Hocasının emrettiği kadar bal satın alıp, tam dışarı çıkıyordu ki, dükkana çok güzel bir kadın girdi.
Şeytana uyup, şehvetle baktı o kadına.
Sonra ayrılıp yola koyuldu ve Taşkent'e gelip, takdim etti o balı hocasına.
Etti ama, hocasının yüzü gülmüyordu.
Hatta kaşlarını çatıp, pek sitemli olarak;
- Sen bal almaya gittin. Ama şarap getirdin. Niye böyle yaptın? buyurdu.
- Estağfirullah efendim. Ben size bal getirdim.
- Hayır, şarap getirmişsin. İstersen aç bak.
Hizmetçi kutuyu açınca hayretten dona kaldı.
Zira kutuda bal değil, şarap vardı hakikaten.
O zaman anladı hatasını.
Kendi kendine;
“O kadına şehvetle bakmıştım. Ben o günahı işleyince, kutudaki bal da şarap olmuş” diye düşündü hemen.
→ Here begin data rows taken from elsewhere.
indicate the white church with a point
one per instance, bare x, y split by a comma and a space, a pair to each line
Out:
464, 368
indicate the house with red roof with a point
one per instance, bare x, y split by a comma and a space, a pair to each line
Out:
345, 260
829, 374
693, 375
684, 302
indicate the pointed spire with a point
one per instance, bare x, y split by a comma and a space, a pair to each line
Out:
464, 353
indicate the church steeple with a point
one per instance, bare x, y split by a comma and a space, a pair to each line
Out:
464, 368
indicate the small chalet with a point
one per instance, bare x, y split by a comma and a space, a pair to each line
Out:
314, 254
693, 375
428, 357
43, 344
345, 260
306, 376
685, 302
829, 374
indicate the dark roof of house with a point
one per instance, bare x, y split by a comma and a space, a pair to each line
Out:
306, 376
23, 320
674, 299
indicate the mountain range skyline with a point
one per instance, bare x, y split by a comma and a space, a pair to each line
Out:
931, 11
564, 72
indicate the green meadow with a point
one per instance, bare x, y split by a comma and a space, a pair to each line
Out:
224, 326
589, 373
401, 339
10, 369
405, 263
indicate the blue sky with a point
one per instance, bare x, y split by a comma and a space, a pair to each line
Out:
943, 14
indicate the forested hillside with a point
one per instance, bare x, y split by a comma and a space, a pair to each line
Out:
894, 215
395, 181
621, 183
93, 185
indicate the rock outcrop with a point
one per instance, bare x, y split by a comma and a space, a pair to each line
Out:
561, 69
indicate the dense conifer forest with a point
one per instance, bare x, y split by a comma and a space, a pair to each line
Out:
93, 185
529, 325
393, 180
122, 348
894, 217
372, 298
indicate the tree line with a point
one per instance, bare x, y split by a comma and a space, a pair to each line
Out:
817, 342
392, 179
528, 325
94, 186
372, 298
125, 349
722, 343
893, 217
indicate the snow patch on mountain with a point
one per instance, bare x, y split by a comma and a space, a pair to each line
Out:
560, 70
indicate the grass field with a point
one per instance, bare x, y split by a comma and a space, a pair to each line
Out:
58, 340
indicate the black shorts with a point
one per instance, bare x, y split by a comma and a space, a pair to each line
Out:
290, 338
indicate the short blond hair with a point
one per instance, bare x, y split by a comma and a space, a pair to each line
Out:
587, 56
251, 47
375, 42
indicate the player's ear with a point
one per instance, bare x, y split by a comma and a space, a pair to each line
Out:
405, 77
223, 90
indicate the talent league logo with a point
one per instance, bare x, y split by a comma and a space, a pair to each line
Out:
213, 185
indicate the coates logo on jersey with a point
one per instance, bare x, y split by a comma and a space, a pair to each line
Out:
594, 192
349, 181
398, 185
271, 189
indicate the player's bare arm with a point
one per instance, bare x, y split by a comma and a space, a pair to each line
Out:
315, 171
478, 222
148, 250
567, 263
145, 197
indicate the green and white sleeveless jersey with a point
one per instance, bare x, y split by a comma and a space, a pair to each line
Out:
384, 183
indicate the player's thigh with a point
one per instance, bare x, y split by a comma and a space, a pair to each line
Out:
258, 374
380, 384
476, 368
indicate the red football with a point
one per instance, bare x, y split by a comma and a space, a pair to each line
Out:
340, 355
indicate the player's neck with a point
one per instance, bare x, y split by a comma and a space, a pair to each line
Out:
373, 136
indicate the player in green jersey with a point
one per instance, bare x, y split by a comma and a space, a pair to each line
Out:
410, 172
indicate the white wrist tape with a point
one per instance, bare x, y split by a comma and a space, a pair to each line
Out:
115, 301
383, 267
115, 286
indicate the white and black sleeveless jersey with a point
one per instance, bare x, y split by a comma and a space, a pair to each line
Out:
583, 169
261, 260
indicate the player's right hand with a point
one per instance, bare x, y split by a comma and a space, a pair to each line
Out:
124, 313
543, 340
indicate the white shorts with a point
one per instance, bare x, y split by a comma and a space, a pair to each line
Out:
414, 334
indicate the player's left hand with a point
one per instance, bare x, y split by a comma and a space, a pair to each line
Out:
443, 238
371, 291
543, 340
Bu, ona büyük bir ders olmuştu.
Bir daha bakmadı yabancı bir kadına.
Havaya yazı yazmak
Bu zat bir sohbetinde;
- Kardeşlerim, bazı kimseler vardır ki, her ne olursa olsun, kim ne ziyana uğrarsa uğrasın, her nimet yalnız bana gelsin, der. Maksadı, hedefi budur, buyurdu. Ve ekledi:
- Onun zevki ve sefası için herşeyin feda olması, umurunda bile değildir.
Sordular:
- Bunlar neden böyledir efendim?
- Çünkü imansızdırlar. Akılları yoktur. Böyle kimselerde merhamet olmaz. Canavardan, en korkunç hayvandan da daha zararlıdırlar.
- Ama bunlardan bazısı, insanlıktan, şefkatten bahsediyor hocam.
- Onların insanlıktan, merhametten söylemesi, havaya yazı yazmak gibidir kardeşim. Yani kendi menfaat ve şehvani arzularına kavuşmaları için birer tuzaktır.